Buruh Tani Dadakan hingga Gotong Royong Sebagai Falsafah Hidup Masyarakat Desa Bagian 1: Dari
***
Sebagai warga Perancis (peranakan asli Ciamis) yang dibesarkan di lingkungan keluarga sederhana, saya kerap memperhatikan bagaimana cara orang desa mengelola hidup mereka. Tak terkecuali mengenai bagaimana orang-orang desa memanfaatkan tenaga yang terbenam dalam tubuhnya.
Tubuhnya boleh kecil dan kerempeng, namun masalah kearifan dan keaktifan dalam bekerja jangan ditanya. Kearifan dan keaktifan itu tak perlu lagi disanksikan adanya. Kearifan dan keaktifan dalam bekerja telah meliputi dirinya. Tidak percaya? Baiklah, mari kita seduh sedikit demi sedikit cerita kehidupan mereka.

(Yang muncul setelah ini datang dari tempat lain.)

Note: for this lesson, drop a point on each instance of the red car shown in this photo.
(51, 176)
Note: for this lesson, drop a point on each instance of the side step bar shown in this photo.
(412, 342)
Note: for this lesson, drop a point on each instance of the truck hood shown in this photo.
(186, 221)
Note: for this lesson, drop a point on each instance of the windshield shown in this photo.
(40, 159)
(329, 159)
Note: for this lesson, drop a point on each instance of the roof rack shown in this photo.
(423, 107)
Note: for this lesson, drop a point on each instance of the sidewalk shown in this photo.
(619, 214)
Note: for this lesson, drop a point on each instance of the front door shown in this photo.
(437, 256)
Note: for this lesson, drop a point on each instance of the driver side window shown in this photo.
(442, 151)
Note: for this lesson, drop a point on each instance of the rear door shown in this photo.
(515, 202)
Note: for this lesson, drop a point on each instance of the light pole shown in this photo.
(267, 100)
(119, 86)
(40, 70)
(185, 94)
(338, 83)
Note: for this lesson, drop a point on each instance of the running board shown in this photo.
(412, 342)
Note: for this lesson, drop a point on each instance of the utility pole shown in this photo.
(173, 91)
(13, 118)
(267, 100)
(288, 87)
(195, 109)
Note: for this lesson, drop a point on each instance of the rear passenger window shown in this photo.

Kehidupan sehari-hari masyarakat yang ada di desa saya pada tahun 2000-an tidak jauh berbeda dengan pola hidup orang desa pada umumnya. Mereka setiap hari bekerja untuk memenuhi kebutuhan hidupnya. Pekerjaannya pun cukup sederhana, mereka mengandalkan sumber daya alam yang tersedia. Bertani di kebun dan sawah.

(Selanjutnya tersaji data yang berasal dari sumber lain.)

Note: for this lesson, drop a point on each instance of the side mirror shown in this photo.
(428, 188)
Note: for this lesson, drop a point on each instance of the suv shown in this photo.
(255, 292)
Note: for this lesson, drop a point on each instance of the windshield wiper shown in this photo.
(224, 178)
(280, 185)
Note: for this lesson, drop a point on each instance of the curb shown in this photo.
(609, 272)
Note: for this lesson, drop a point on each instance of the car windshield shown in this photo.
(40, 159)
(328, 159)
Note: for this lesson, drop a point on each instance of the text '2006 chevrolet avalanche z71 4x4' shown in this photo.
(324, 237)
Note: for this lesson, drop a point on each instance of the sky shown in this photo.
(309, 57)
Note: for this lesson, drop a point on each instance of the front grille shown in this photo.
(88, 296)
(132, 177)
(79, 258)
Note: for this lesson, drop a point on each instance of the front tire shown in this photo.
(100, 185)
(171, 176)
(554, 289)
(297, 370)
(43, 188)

Ya, mengelola kebun dan sawah menjadi pekerjaan utama setiap warga yang ada di desa saya. Entah mereka bekerja di lahan milik sendiri ataupun menjadi buruh dadakan karena permintaan dari seorang pemilik lahan yang memang masih terbilang tetangga.
Tetangga yang meminta bantuan ini umumnya mereka memiliki lahan yang lumayan luas, sehingga atas dasar itu pula-kebiasaan yang terjadi dalam konteks mengelola sawah- pada saat menanam benih dan panen padi kerap membutuhkan tambahan tenaga kerja yang ekstra.
Uniknya, tradisi yang langgeng terjadi di kampung saya, siapapun orang yang turut berpartisipasi dalam menanam benih padi, maka ia juga wajib turut serta dalam memanen padi jika waktunya telah tiba.
Namun itu semua tidak dilakukan secara cuma-cuma. Biasanya, mereka (yang menjadi buruh tani dadakan) tatkala musim menanam padi tidak dibayar dengan uang sepeserpun, melainkan hanya cukup diberi suguhan makanan tatkala bekerja dan dibawakan nasi yang terwadahi (baca; besek, kalau dalam istilah Sunda) serta makanan ringan (seperti; roti, keripik dan lain sebagainya) untuk dibawa pulang. Jika tidak demikian, maka biasanya si pemilik lahan yang dipanen akan mengantarkan makanan ke rumah tetangga yang menjadi buruh tani dadakan tersebut.
Adapun menu makanan yang pernah saya rasakan tatkala ibu saya menjadi buruh tani dadakan itu, di antaranya ialah; nasi putih, bakmie goreng, terkadang mie bihun, sambel kentang balado dan rempeyek dengan topping (entah itu; rebon, ikan teri, ikan asin atau kacang tanah). Semua menu itu seakan-akan wajib adanya, dan mesti ditemukan dalam makanan yang menjadi upah dari buruh menanam benih padi di lahan milik tetangga.
Sementara tatkala musim panen padi tiba maka buruh tani dadakan tadi akan diberi makan saat bekerja serta mendapat jatah padi mentahan untuk dibawa pulang. Entah itu jatahnya sekarung atau dua karung. Yang jelas, pembagian jatah itu disesuaikan dengan kuantitas dan kualitas hasil panen.